Often what a client presents with is not the main issue and it takes time and trust to build a relationship capable of exploring what is actually going on. Having said that, I acknowledge that medication is relevant, and I am supportive of the role of antidepressants in treating depression. I know that they are hugely beneficial to many people and often a combination of medication and talking therapy is the most effective way to work. In general therefore I believe a collaborative approach is best, however it seems the NHS, particularly GPs in Primary Care think differently.

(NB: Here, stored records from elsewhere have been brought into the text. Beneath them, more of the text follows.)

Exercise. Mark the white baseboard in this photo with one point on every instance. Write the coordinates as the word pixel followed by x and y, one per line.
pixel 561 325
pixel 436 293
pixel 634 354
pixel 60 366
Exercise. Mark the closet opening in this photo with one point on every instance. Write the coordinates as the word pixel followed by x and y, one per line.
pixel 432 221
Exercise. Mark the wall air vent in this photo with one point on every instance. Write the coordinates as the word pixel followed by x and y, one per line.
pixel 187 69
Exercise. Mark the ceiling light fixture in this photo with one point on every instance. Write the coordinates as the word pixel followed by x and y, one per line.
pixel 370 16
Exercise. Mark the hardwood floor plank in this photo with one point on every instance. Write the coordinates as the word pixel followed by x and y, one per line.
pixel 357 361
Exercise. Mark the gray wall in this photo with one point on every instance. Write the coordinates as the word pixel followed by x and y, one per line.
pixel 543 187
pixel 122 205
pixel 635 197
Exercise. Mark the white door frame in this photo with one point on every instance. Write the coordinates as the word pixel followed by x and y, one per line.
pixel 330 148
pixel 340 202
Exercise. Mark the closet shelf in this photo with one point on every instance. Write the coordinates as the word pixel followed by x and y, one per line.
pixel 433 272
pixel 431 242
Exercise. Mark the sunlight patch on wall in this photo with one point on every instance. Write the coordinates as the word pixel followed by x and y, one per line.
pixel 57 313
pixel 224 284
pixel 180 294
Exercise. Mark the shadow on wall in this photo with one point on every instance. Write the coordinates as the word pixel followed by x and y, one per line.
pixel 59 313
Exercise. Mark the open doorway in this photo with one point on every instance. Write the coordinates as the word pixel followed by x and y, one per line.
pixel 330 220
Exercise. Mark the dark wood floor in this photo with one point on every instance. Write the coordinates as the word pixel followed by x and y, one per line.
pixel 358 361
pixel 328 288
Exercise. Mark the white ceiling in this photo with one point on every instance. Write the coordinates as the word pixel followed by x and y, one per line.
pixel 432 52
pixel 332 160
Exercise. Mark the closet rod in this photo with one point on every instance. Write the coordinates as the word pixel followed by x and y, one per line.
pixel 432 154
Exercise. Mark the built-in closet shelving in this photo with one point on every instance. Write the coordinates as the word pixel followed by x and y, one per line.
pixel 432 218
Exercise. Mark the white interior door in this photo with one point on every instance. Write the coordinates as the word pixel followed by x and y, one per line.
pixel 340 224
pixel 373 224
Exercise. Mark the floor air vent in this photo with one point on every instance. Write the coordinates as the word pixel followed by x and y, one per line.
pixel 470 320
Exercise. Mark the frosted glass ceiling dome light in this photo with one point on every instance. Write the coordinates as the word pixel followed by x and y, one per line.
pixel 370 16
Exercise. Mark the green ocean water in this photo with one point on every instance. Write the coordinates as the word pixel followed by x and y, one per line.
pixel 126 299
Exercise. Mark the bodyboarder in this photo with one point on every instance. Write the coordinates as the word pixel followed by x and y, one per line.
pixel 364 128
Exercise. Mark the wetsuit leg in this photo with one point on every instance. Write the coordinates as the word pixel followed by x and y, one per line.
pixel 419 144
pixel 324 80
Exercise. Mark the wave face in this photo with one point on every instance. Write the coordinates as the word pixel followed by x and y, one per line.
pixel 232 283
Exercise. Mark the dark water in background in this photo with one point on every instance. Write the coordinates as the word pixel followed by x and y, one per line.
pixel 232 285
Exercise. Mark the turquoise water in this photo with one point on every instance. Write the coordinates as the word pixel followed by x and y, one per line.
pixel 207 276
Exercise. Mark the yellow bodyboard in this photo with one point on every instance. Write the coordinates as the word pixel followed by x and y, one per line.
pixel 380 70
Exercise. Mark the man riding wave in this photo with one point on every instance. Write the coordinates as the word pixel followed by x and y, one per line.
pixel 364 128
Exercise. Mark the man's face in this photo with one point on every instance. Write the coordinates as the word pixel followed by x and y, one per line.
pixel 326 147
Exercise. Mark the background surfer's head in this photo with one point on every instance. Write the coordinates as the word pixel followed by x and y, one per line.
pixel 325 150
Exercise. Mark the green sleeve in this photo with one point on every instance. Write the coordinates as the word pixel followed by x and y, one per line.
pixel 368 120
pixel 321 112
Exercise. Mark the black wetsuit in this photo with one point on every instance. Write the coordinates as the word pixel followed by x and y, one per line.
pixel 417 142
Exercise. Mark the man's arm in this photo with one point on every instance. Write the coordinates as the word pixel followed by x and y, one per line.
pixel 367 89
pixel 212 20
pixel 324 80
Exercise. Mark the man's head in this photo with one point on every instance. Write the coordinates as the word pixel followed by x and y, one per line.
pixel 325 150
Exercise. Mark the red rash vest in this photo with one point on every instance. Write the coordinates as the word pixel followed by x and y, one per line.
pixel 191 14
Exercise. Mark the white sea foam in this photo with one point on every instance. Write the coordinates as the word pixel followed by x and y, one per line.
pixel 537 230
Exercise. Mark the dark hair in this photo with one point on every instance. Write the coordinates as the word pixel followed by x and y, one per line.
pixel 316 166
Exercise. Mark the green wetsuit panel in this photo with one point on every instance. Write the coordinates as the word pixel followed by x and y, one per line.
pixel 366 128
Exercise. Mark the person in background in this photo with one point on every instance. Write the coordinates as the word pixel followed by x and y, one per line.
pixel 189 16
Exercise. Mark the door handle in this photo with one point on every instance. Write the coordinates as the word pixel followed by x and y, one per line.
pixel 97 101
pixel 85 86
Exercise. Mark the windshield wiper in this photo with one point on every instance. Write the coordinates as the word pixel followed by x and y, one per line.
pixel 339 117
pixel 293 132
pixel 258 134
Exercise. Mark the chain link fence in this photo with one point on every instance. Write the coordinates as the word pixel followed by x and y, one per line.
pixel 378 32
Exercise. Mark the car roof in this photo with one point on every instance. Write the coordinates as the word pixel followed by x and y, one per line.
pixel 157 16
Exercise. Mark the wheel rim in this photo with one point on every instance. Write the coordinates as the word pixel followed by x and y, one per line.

When Aneurin Bevan established the NHS in 1948, it had just over 130,000 staff and spent £241m in it’s first year. Today, having grown and developed alongside the changing health and technological needs of the population, it employs more than 1.6m people and currently costs around £110 Billion a year to run. You might think amongst this expansion, there would be time and resources enough to treat depression and other mental illness appropriately – you’d be wrong.

In fact, GP are not encouraged to empathise with the patients they see for mental health problems, instead they are expected to use explicit referral guidance based on the type of problem and it’s intensity. On the basis of a 10 minute appointment, the GP is supposed to make a diagnosis from a range of options including, Obsessive Compulsive Disorder, Generalised Anxiety Disorder and Social Phobia.

This diagnosis, along with their assessment of it’s intensity, points the to the “appropriate” treatment, typically Cognitive Behavioural Therapy (CBT), although counselling is an option for mild – moderate depression. There is no recognition here of the difficulty patients have in expressing their deepest fears and feelings at a first meeting, nor of the complexity of issues that invariably surround depression.

So, if not entirely empathic and relational in its approach, where do NHS primary care services stand on the issue of prescribing antidepressants? Well, the National Institute for Clinical Excellence (NICE) clearly states that antidepressants are not the treatment of choice for mild depression, because the risk – benefit ratio is poor. Where they are prescribed, NICE states that they should be continued for 6 months after the depression has lifted, and up to 2 years if there is a risk of relapse.

So, on this basis, if the proportion of people seeing their GP with mental health problems is believed to be 30%, (Royal College of GPs), a much smaller proportion should actually be prescribed antidepressants right? Wrong, a wopping 30% of the entire UK female population are currently being prescribed antidepressants. Part of the reason for this gender discrepancy might be due to the alarming findings by the charity 4Children, which recently surveyed all health trusts in England and Wales.

They found that many women suffering from post natal depression were being prescribed antidepressants, specifically against NICE guidelines. When you consider that 24% of the women taking antidepressants have been doing so for over 10 years, often going a year or more without review, it is easy to think that GPs offer these drugs as a panacea for all that ails the mentally unwell, women in particular.

If I go back to my opening statement, it is clear that primary care in the NHS does consider depression to be a medical problem. Guidance aside, the cost of treating it as a medical problem was £35.8million on antidepressants in 2008/9 and has doubtless risen since them. Meanwhile, talking therapies on the NHS are reduced to CBT and long term, relational counselling has become the privilege of those able to pay privately.

So, is depression safe in NHS hands? Sadly, I think not.